Uncertain tax positions
As of August 25, 2018 and August 26, 2017, there was $2.2 million and $4.2 million, respectively, of unrecognized tax benefits, of which $1.9 million and $3.6 million, respectively, would favorably impact the Company’s effective tax rate, if recognized. The Company recognizes interest and penalties related to uncertain tax positions as a component of income tax expense which is consistent with the recognition of these items in prior reporting periods. As of August 25, 2018 and August 26, 2017, the Company had accrued a total of $0.1 in interest and penalties, in its long-term accrued liabilities.  For the years ended August 25, 2018, August 26, 2017 and August 27, 2016 the Company recognized a nominal expense in its Consolidated Statement of Income related to interest and penalties.
  
A reconciliation of the beginning and ending amount of unrecognized tax benefits is as follows (in thousands):
Balance at August 27, 2016
$
3,743

Additions based on tax positions related to the current year
490

Additions for tax positions of prior years
331

Statute expirations
(350
)
 
 
Balance at August 26, 2017
4,214

Additions based on tax positions related to the current year
487

Additions for tax positions of prior years

Reductions for tax positions of prior years
(2,073
)
Statute expirations
(430
)
 
 
Balance at August 25, 2018
$
2,198



The Company has a significant portion of its operations in the United States and Canada.  It is required to file federal income tax returns as well as state income tax returns in a majority of the U.S. states and also in the Canadian provinces of Alberta, British Columbia, Ontario, Saskatchewan, Quebec and New Brunswick.  At times, the Company is subject to audits in these jurisdictions, which typically are complex and can require several years to resolve.
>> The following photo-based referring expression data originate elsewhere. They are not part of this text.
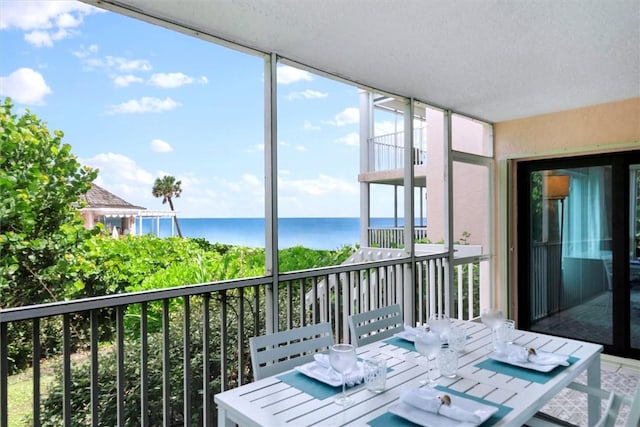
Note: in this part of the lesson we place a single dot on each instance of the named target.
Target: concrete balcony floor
(619, 375)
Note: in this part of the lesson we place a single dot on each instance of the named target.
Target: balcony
(385, 154)
(141, 358)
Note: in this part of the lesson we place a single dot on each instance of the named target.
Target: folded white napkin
(427, 399)
(411, 330)
(521, 355)
(350, 378)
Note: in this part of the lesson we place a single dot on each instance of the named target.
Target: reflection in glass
(571, 253)
(634, 255)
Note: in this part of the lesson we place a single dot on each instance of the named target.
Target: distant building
(118, 215)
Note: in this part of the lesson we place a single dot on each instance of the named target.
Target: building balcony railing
(158, 357)
(393, 237)
(386, 152)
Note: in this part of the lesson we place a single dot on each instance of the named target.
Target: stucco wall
(600, 128)
(597, 128)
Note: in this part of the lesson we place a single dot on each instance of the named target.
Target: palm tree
(167, 188)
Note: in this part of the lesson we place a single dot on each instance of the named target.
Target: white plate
(501, 357)
(424, 418)
(407, 336)
(321, 373)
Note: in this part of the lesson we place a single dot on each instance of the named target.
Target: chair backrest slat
(375, 324)
(272, 354)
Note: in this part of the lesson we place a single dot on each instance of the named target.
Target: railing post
(35, 337)
(4, 375)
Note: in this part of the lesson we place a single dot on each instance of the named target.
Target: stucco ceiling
(494, 60)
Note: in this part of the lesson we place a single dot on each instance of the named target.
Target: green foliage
(81, 376)
(301, 258)
(41, 183)
(110, 266)
(167, 187)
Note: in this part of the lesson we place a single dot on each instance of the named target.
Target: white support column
(448, 205)
(366, 160)
(271, 189)
(409, 246)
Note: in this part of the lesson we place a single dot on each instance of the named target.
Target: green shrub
(51, 414)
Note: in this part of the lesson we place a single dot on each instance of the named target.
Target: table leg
(593, 380)
(222, 418)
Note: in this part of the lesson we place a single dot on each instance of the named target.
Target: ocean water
(315, 233)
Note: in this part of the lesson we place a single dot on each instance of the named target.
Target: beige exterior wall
(595, 129)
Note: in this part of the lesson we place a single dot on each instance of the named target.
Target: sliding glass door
(578, 236)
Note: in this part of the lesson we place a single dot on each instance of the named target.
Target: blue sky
(139, 102)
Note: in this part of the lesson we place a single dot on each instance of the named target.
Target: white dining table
(291, 398)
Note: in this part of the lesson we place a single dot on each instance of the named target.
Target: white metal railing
(393, 237)
(209, 325)
(386, 152)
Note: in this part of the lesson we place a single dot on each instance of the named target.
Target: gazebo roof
(99, 198)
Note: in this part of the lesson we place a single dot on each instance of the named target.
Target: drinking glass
(504, 332)
(375, 374)
(343, 359)
(439, 323)
(457, 338)
(492, 317)
(447, 361)
(428, 344)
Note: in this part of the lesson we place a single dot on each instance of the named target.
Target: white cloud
(160, 146)
(143, 105)
(351, 139)
(387, 127)
(321, 186)
(127, 65)
(118, 168)
(172, 80)
(348, 116)
(116, 64)
(306, 94)
(85, 52)
(309, 126)
(288, 75)
(25, 86)
(124, 81)
(45, 21)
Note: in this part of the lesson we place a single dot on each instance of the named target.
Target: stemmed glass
(428, 344)
(343, 359)
(439, 323)
(491, 317)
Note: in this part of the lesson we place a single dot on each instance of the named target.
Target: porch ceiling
(496, 60)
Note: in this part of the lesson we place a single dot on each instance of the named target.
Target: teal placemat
(399, 342)
(522, 373)
(315, 388)
(391, 420)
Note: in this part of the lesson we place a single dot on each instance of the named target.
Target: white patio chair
(272, 354)
(614, 402)
(375, 324)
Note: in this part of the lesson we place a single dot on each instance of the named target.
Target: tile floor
(571, 405)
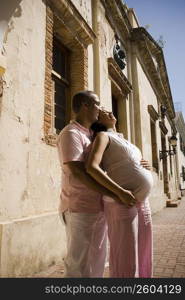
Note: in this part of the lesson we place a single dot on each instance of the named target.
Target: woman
(115, 163)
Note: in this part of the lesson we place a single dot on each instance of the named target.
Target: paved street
(169, 245)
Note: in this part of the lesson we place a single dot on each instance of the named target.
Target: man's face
(93, 109)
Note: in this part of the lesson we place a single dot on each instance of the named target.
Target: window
(60, 77)
(115, 110)
(171, 170)
(154, 145)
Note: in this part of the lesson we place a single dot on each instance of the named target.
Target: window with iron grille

The final resolution of any such tax audits could result in either a reduction in the Company’s accruals or an increase in its income tax provision, both of which could have a material impact on the consolidated results of operations in any given period.
 
All U.S. and Canadian federal income tax statutes have lapsed for filings up to and including fiscal years 2013 and 2010, respectively. With a few exceptions, the Company is no longer subject to state and local income tax examinations for periods prior to fiscal 2014. The Company is not aware of any tax positions for which it is reasonably possible that the total amounts of unrecognized tax benefits will change significantly in the next 12 months.